Incontro-testimonianza con padre Giovanni Ladiana, gesuita.
È arrivato il tempo di decidere tutti da che parte stare: sia chi prende sul serio la propria coscienza di credente, sia coloro che, non credenti, sceglieranno di rispettare la propria coscienza di uomini e di donne. E che occorra il risveglio di tutti è provato dalla radice profonda dell’omertà: la menzogna d’illudersi che si è ancora liberi, solo perché si può scegliere di girare la faccia dall’altra parte. (Padre Giovanni Ladiana)

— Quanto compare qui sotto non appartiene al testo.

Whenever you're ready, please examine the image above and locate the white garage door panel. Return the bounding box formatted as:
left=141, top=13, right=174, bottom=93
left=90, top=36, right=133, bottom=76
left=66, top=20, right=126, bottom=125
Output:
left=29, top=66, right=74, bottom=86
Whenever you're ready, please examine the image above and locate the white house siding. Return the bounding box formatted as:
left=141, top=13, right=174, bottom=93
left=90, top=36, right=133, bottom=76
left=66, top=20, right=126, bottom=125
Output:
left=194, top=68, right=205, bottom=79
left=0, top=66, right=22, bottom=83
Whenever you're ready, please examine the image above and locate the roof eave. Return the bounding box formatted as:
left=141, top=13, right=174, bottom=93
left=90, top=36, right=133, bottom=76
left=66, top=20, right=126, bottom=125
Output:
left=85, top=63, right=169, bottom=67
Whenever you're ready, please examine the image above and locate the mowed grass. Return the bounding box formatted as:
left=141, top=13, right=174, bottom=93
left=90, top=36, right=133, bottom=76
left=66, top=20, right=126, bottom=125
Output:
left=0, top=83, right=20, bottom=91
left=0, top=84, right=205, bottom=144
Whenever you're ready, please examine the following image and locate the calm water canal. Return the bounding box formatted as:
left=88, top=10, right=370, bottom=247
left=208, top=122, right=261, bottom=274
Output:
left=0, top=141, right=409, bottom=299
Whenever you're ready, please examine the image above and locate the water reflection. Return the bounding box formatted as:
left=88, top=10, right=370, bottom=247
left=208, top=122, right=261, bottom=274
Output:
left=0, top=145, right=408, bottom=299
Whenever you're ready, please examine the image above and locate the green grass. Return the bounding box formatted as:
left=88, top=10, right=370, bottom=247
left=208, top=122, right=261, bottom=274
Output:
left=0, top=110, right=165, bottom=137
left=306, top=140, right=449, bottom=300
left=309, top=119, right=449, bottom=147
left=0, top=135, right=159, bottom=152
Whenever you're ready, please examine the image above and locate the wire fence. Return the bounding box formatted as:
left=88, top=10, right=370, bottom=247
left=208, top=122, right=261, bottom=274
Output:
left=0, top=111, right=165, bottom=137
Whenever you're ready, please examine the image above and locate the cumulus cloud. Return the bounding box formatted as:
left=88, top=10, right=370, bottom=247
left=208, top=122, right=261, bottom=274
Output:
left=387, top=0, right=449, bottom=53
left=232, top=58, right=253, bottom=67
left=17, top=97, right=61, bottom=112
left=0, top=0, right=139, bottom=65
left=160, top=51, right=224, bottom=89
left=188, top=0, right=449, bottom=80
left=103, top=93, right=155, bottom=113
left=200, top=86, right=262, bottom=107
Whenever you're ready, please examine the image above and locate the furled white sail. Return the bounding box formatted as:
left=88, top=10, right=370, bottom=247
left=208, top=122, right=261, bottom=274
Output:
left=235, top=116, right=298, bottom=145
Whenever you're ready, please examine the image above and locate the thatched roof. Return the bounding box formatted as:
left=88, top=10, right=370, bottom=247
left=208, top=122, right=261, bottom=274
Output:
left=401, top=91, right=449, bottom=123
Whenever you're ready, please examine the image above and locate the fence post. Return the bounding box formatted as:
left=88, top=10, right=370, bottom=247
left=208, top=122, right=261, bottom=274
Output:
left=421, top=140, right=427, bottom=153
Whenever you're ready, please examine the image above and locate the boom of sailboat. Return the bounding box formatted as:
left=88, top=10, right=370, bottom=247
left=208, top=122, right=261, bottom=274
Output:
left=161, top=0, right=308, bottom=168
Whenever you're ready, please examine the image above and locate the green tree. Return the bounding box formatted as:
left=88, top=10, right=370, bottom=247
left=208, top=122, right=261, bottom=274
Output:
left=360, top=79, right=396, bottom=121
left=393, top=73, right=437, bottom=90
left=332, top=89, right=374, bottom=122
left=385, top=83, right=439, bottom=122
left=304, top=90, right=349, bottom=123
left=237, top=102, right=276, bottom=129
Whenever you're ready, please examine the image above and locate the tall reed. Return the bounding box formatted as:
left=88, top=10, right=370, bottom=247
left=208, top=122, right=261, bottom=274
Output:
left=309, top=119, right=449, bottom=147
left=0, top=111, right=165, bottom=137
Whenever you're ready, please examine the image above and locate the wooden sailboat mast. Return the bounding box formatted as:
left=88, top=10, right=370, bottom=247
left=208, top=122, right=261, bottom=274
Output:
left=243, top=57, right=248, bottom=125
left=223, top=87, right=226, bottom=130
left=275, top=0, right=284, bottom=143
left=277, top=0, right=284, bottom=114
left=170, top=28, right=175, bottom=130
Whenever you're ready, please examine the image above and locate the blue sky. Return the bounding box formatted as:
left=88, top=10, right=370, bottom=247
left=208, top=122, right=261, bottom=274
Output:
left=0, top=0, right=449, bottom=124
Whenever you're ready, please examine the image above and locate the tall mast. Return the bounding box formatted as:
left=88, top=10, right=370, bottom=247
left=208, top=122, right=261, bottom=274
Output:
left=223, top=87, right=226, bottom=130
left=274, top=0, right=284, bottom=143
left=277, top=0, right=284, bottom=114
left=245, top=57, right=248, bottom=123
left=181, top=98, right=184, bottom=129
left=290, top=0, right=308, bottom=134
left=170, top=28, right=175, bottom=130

Nella Calabria dei silenzi e della paura, saccheggiata dalle cosche e dalla corruzione, tra gli animatori di “Reggio non tace”, l’associazione di cittadini nata nel 2010 per lottare contro l’oppressione della ’ndrangheta e contro le sue molteplici complicità, coperture e connivenze, c’è Giovanni Ladiana, superiore dei gesuiti. Un prete di strada che si è messo in gioco, in prima persona, con tutti i rischi che comporta, nella lotta alla ’ndrangheta. Il suo è un cammino che a piccoli passi abbraccia latitudini spirituali lontane e geografie umane vicine: storie spesso di dolore e sofferenza, tra i malati, i barboni, i rifugiati, i più deboli; dal rione Scampia di Napoli al Librino di Catania, dai terremotati dell’Irpinia alle comunità dei villaggi messicani. Mani da operaio, spirito da militante, con in mente i modelli di sant’Ignazio, padre Arrupe ed Etty Hillesum, Giovanni Ladiana continua a spendersi per la missione affidata ai gesuiti: “Stare negli incroci della storia, ove vivono i crocifissi d’oggi”.